Batsın ‘uluslararası toplum’unuz!

Umarım hastane katliamı bumerang olur, İsrail silahlı kuşatmayı ve ambargoyu kaldırır, bombalamalara son verir. Sağduyulu aktörlerin çabaları ateşkesi getirir en kısa zamanda.

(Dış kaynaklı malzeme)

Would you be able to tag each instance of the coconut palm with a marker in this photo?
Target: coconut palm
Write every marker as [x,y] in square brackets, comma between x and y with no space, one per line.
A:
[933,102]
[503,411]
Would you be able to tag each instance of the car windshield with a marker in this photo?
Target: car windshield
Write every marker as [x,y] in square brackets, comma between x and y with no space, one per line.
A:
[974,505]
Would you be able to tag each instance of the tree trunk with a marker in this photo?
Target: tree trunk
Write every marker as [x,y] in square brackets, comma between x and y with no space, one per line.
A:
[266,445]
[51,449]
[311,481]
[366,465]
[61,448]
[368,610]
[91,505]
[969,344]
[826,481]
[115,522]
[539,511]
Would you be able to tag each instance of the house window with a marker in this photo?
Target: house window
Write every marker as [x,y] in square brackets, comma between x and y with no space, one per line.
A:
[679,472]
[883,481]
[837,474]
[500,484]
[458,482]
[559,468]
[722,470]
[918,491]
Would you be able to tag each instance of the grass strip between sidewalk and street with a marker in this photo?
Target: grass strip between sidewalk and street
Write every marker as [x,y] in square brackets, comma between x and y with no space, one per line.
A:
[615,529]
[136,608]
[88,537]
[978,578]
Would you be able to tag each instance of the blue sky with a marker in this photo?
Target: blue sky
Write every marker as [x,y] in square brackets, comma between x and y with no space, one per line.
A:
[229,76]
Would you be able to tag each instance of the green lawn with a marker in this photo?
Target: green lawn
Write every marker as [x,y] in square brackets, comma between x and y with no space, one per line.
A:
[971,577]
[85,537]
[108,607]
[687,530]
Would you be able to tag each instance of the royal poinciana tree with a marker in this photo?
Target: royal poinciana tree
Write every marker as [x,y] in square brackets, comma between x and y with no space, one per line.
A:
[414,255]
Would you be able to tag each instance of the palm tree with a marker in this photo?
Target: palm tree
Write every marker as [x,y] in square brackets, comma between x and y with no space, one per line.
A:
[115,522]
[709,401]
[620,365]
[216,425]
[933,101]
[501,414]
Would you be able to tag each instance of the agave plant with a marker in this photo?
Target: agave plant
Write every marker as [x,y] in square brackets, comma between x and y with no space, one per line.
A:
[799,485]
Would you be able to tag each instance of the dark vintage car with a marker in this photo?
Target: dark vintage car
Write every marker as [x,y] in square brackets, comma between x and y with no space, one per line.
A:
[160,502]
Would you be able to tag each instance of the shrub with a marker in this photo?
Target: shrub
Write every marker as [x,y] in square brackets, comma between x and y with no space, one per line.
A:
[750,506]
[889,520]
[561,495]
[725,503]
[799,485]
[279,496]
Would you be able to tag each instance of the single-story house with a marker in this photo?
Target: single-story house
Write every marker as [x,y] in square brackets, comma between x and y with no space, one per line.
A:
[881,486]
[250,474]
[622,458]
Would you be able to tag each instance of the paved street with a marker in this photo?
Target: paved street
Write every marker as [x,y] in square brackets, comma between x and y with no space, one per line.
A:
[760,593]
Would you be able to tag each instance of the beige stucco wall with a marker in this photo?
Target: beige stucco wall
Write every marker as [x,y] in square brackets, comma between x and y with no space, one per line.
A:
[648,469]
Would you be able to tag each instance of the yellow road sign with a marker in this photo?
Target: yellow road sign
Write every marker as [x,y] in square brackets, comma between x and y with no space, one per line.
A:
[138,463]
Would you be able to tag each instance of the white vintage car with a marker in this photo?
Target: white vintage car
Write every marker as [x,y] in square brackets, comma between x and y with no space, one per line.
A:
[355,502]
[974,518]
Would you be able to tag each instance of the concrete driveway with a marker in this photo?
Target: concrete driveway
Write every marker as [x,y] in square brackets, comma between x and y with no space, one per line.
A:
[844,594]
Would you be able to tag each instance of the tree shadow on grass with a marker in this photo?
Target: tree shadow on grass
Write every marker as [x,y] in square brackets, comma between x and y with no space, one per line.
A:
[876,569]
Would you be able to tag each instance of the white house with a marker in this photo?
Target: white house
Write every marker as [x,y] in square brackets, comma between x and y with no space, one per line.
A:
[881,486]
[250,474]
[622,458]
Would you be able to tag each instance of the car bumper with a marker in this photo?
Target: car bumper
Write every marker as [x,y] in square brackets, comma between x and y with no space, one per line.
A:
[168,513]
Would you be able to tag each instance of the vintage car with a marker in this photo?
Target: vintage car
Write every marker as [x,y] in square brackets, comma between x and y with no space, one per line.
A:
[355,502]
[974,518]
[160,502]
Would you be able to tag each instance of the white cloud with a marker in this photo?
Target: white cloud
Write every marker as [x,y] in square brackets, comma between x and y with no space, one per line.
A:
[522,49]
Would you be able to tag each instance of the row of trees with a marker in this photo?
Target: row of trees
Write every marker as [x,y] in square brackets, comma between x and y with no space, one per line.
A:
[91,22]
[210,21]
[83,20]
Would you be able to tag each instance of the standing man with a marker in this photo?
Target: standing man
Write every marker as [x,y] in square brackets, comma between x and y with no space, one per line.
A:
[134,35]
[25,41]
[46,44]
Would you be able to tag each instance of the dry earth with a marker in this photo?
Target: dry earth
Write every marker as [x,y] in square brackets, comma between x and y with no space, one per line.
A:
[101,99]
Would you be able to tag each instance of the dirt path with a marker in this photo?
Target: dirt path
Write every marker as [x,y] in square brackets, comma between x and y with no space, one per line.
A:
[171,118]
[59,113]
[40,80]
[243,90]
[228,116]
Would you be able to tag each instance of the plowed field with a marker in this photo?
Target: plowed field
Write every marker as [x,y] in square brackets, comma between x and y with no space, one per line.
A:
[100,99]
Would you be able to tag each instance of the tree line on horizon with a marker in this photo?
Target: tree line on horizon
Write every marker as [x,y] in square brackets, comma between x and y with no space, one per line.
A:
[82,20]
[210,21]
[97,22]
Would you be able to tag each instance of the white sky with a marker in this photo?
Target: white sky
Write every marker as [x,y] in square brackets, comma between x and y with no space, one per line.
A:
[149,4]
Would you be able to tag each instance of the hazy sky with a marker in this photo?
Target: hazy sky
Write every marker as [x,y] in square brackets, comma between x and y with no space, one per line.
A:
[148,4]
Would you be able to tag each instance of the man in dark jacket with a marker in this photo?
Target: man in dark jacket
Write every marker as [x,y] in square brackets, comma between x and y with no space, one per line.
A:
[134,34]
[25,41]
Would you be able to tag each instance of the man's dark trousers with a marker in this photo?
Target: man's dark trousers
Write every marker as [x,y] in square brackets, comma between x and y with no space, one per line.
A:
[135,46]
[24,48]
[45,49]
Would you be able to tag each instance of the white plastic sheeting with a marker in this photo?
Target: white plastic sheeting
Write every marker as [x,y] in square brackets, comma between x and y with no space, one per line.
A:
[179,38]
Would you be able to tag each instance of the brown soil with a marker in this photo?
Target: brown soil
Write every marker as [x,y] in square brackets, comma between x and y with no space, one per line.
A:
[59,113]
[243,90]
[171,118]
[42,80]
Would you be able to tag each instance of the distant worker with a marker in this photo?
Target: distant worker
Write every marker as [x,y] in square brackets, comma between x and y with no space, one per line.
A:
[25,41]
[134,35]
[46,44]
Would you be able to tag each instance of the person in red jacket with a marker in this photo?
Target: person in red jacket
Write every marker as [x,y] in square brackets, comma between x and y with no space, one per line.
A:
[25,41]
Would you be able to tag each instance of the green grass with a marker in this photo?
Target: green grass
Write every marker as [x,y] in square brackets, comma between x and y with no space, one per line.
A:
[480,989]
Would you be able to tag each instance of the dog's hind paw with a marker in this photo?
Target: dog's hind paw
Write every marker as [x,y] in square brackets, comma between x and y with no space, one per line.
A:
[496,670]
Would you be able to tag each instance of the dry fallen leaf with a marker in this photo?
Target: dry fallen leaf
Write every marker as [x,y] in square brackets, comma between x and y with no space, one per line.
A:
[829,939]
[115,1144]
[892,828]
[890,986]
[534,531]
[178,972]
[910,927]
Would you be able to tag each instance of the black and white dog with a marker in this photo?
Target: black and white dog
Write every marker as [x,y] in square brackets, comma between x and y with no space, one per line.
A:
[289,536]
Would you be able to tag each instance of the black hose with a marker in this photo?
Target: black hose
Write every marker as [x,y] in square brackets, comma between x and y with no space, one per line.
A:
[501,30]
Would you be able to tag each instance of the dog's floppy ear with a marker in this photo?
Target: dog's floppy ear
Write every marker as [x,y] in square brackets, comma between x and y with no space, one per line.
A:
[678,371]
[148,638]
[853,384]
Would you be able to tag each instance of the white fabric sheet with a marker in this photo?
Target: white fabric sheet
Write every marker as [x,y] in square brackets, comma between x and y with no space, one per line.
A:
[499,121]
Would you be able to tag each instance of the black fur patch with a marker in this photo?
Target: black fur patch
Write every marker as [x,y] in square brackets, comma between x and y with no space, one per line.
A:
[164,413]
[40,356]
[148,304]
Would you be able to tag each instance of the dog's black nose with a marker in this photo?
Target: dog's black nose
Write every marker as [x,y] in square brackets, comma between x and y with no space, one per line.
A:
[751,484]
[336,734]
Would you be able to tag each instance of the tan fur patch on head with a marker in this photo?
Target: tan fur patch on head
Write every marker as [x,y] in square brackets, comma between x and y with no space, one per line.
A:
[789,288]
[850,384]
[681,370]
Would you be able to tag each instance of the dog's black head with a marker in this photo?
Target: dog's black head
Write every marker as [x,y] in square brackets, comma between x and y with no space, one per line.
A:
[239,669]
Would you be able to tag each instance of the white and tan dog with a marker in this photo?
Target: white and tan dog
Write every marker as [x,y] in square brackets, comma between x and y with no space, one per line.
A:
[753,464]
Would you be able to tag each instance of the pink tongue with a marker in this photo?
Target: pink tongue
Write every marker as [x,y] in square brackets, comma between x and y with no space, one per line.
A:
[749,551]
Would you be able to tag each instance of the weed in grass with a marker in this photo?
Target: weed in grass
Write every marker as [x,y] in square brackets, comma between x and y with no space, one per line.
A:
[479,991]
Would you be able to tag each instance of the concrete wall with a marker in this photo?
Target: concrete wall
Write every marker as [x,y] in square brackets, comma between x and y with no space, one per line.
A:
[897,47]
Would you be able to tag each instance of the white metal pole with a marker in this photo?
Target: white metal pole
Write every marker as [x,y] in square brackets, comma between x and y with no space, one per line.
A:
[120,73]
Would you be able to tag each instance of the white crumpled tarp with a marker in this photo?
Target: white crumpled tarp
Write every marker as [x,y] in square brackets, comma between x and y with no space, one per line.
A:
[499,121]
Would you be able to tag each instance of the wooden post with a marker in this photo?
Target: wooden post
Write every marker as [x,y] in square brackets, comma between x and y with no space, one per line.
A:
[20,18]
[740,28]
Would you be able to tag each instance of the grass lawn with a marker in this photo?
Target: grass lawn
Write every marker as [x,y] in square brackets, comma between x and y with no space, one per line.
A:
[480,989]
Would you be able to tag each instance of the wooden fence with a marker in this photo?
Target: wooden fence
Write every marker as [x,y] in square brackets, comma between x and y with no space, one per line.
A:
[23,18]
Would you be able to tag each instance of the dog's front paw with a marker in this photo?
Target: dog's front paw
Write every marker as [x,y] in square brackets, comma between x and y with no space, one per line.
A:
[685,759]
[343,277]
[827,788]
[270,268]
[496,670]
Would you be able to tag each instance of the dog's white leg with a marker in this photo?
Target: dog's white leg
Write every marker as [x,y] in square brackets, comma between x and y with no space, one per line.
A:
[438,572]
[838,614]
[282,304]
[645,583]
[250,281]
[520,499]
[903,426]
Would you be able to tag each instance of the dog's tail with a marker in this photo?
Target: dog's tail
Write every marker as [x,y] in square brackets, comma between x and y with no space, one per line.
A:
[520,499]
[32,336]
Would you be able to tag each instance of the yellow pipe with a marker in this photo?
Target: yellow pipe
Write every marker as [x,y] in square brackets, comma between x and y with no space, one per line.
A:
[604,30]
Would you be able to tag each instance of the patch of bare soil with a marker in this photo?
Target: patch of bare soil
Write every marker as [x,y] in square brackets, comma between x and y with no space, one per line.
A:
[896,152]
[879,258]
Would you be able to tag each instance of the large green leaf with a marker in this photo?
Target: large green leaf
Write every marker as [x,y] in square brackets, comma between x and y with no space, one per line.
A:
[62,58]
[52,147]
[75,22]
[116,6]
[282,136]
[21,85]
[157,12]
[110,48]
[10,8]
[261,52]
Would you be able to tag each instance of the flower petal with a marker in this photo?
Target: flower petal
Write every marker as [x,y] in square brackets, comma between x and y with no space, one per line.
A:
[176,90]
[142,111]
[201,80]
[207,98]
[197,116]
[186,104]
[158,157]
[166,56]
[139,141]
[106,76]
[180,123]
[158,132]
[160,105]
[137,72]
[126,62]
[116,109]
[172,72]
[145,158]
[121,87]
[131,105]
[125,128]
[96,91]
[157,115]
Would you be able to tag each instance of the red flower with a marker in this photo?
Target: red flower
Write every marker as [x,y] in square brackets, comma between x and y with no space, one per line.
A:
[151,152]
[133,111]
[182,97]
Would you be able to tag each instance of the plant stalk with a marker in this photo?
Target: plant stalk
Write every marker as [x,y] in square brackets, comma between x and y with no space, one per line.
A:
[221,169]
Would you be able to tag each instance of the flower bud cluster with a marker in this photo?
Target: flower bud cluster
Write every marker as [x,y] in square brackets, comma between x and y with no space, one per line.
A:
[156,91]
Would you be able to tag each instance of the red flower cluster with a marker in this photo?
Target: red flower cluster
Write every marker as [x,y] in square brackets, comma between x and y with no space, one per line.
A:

Gazze’de olup bitenlerle ilgili bir yazı kaleme aldığınızda henüz mürekkebi kurumadan önemli bir yeni gelişme yaşanıyor. Nitekim geçen yazıdan hemen sonra İsrail’in Gazze’ye dönük silahlı abluka-ambargo ve uçakla bomba-füze saldırıları dur durak bilmiyor ve sonunda insanlığın İsrail nezdinde iyice bittiği yere gelindi; Gazze’deki hem de Hıristiyanlarca kurulan ve işletilen hastaneye yapılan saldırı sonucu ne yazık ki içlerinde çocuk ve kadınların da olduğu 471 Filistinli yaşamını yitirdi. Filistinli Gazze sağlık bakanlığı yetkilileri cesetler arasında basına açıklama yaptı ve o kare insanlığın İsrail nezdinde bitişi olarak tarihe geçti.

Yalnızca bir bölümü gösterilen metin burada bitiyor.